This volume opens with the conclusion to Kantarou’s latest conflict with Raikou Minamoto and his underlings. Haruka arrives to save the day (and to reassure Kantarou of his loyalty) but though Minamoto’s immediate plans are destroyed, the fight ultimately ends in a draw. Things are looking up for Kantarou, however, as Haruka makes a promise to one day tell him about his past. The story then takes a break to make way for a string of short “Bedtime Stories” featuring the series’ regular characters, which provide filler for the latter two-thirds of the volume.

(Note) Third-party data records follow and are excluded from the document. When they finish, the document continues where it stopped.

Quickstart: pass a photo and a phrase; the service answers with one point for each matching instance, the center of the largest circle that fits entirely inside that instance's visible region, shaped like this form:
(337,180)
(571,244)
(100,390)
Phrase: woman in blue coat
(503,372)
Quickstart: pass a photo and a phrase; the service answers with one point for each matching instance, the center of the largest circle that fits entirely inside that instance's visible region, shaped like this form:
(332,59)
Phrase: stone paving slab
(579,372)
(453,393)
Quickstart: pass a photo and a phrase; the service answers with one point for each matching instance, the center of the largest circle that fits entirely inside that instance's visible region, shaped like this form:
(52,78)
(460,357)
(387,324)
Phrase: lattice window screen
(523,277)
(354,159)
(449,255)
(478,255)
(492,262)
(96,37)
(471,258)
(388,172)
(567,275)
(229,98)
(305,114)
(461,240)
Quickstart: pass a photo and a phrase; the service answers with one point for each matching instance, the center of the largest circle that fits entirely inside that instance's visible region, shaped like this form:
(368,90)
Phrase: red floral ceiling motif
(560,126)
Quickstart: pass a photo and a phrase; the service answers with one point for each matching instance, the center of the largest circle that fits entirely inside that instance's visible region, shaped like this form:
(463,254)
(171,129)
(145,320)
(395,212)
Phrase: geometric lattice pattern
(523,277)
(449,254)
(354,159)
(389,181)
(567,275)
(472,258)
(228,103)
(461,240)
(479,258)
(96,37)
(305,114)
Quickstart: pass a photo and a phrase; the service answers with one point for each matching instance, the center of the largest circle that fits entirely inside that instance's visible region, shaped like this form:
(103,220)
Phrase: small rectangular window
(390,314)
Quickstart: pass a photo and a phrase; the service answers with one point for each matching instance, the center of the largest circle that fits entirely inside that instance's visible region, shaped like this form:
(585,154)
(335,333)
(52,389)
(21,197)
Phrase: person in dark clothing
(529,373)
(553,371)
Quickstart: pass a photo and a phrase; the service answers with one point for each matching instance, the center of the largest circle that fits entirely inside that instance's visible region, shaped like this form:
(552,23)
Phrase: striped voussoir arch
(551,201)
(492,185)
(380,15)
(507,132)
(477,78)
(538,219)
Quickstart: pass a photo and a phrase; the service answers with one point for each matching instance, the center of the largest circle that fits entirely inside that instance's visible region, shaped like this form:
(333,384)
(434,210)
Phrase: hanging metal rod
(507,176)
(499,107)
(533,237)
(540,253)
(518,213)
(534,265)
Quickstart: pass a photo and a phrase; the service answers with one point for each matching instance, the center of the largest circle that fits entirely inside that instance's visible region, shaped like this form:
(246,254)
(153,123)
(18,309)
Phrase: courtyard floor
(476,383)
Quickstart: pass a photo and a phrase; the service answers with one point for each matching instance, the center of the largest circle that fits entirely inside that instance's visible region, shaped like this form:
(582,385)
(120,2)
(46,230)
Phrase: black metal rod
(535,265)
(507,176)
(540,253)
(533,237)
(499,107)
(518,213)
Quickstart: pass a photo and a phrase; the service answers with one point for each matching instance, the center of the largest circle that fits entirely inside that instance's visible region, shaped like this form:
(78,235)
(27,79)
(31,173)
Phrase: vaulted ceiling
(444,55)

Though the volume starts strong, thanks to the underlying tension between Kantarou and Haruka, it quickly falls apart with the introduction of its short story series, “Record of One Hundred Goblins.” With a single exception, these shorts provide neither humor nor substance sufficient to hold readers’ attention. Fortunately, the volume’s final story, “Otoshi,” about an artist whose ability to paint youkai (supernatural creatures) has mysteriously failed him, has enough strength of its own to turn things around. Focusing on relationships between humans and youkai, this story provides one of the most poignant moments of the series so far, rescuing the volume from its flat middle chapters. “… How precious an ‘existence’ is to youkai,” muses Kantarou, having finally returned the artist’s ability to him. “… That’s why I use my writing to make them immortal and [the artist] uses his art to pass on to future generations.”
Despite its uneven storytelling and tone, the eighth volume of Tactics manages its way out of complete destruction with a healthy dose of true feeling.